The Big Monitoring Project

21 February 2015 | Will Moy

[Last updated 9 Mar: progress is here but still need lots of help].

There’s a myth in politics that what the Prime Minister says matters. Actually, as he knows, and everybody who wants his job knows, it only matters much if he says it enough times. 'Long term economic plan’, anyone?

The Big Monitoring Project

So how we will spot and get ahead of all those claims? We need your help to build the tools that can monitor this election properly and level the playing field between big-spending political parties and the rest of us.

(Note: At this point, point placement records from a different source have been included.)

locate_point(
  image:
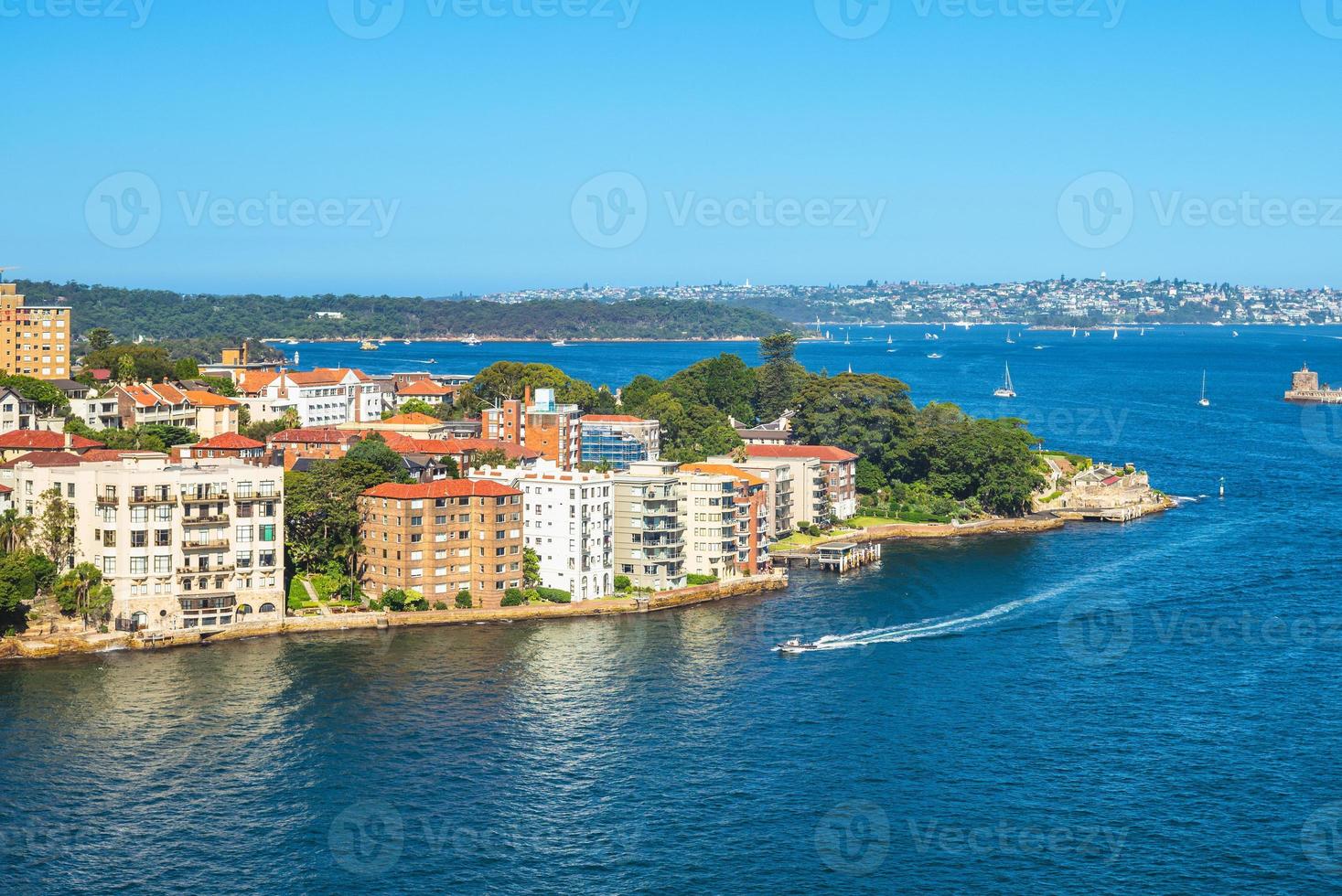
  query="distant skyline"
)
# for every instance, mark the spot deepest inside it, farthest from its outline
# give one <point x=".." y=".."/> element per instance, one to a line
<point x="443" y="146"/>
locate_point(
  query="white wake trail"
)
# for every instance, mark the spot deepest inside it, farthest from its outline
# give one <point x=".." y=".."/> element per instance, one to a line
<point x="959" y="624"/>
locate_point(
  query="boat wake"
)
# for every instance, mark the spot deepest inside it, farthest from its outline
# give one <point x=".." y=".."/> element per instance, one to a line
<point x="951" y="625"/>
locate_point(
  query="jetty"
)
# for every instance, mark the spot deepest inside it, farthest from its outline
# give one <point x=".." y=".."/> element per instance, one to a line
<point x="1306" y="389"/>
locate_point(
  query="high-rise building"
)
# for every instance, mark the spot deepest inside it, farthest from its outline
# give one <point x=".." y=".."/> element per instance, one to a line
<point x="184" y="546"/>
<point x="569" y="522"/>
<point x="34" y="339"/>
<point x="542" y="425"/>
<point x="442" y="539"/>
<point x="620" y="440"/>
<point x="649" y="528"/>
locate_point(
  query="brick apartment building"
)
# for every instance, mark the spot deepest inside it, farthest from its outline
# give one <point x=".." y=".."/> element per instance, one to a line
<point x="440" y="539"/>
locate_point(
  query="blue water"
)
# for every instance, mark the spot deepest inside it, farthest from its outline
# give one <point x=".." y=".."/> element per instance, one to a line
<point x="1135" y="709"/>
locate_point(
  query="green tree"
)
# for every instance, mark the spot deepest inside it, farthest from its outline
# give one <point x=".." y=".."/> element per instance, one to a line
<point x="780" y="379"/>
<point x="55" y="528"/>
<point x="100" y="339"/>
<point x="531" y="568"/>
<point x="186" y="369"/>
<point x="81" y="592"/>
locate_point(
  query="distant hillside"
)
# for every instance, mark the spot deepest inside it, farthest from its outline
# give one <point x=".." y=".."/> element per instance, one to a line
<point x="166" y="315"/>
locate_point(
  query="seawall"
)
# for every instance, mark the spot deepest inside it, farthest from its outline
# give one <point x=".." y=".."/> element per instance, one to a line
<point x="16" y="648"/>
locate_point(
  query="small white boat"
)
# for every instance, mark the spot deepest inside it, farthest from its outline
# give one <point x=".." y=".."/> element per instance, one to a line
<point x="1006" y="389"/>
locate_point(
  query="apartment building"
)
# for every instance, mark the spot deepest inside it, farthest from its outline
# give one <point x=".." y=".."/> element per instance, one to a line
<point x="620" y="440"/>
<point x="183" y="546"/>
<point x="838" y="476"/>
<point x="321" y="397"/>
<point x="752" y="517"/>
<point x="569" y="522"/>
<point x="442" y="539"/>
<point x="778" y="491"/>
<point x="34" y="339"/>
<point x="542" y="425"/>
<point x="650" y="539"/>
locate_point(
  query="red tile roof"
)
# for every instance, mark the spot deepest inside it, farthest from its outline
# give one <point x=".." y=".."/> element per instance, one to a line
<point x="230" y="442"/>
<point x="43" y="440"/>
<point x="821" y="453"/>
<point x="424" y="388"/>
<point x="413" y="420"/>
<point x="315" y="435"/>
<point x="442" y="488"/>
<point x="43" y="459"/>
<point x="209" y="400"/>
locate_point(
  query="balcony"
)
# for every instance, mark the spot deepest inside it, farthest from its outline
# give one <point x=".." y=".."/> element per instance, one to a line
<point x="204" y="545"/>
<point x="204" y="496"/>
<point x="153" y="499"/>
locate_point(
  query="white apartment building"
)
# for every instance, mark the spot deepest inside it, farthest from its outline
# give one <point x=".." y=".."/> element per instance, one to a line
<point x="195" y="546"/>
<point x="568" y="519"/>
<point x="715" y="542"/>
<point x="321" y="397"/>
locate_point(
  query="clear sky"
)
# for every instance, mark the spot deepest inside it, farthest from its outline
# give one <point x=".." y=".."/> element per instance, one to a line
<point x="433" y="146"/>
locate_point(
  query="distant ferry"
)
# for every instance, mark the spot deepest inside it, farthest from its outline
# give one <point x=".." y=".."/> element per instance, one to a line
<point x="1306" y="389"/>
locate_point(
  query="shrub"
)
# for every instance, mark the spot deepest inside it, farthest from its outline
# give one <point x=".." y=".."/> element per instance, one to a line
<point x="554" y="596"/>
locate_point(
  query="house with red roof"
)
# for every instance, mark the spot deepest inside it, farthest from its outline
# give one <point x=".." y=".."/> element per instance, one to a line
<point x="229" y="444"/>
<point x="321" y="397"/>
<point x="20" y="442"/>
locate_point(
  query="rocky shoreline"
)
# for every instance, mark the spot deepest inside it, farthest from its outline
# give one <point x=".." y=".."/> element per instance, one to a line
<point x="75" y="644"/>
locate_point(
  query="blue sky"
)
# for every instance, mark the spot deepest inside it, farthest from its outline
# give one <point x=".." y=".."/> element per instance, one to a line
<point x="284" y="148"/>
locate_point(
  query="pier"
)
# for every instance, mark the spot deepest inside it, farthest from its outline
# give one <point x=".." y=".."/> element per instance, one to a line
<point x="838" y="557"/>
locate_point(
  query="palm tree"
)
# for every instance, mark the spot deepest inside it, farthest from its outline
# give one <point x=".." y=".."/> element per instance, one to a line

Here’s some things we want to cover, and how you can help if you've got technical skills —

  • Television. To pull out subtitles, we need someone to spend some time getting dvbstream, VLC or similar to work with CCExtractor. Not too hard but needs patience and decent linux skills. We also want to save the actual recordings too. (UPDATE have a working machine, now need to stitch the software together)
  • Email. A tool that will scrape an email account, given account details (we’d like to record what the party and candidate mailing lists are saying). Not too hard.
  • Twitter. A robust scraper for ongoing tweets, given a list of twitter handles and API keys. (UPDATE We have working but not terribly robust code for this, that I will get on github asap).
  • Past tweets. A robust scraper for past tweets, given a list of twitter handles and API keys. You can go back about 3,000 tweets with the API. (UPDATE Ditto).
  • Facebook. A scraper for facebook pages, if that’s possible.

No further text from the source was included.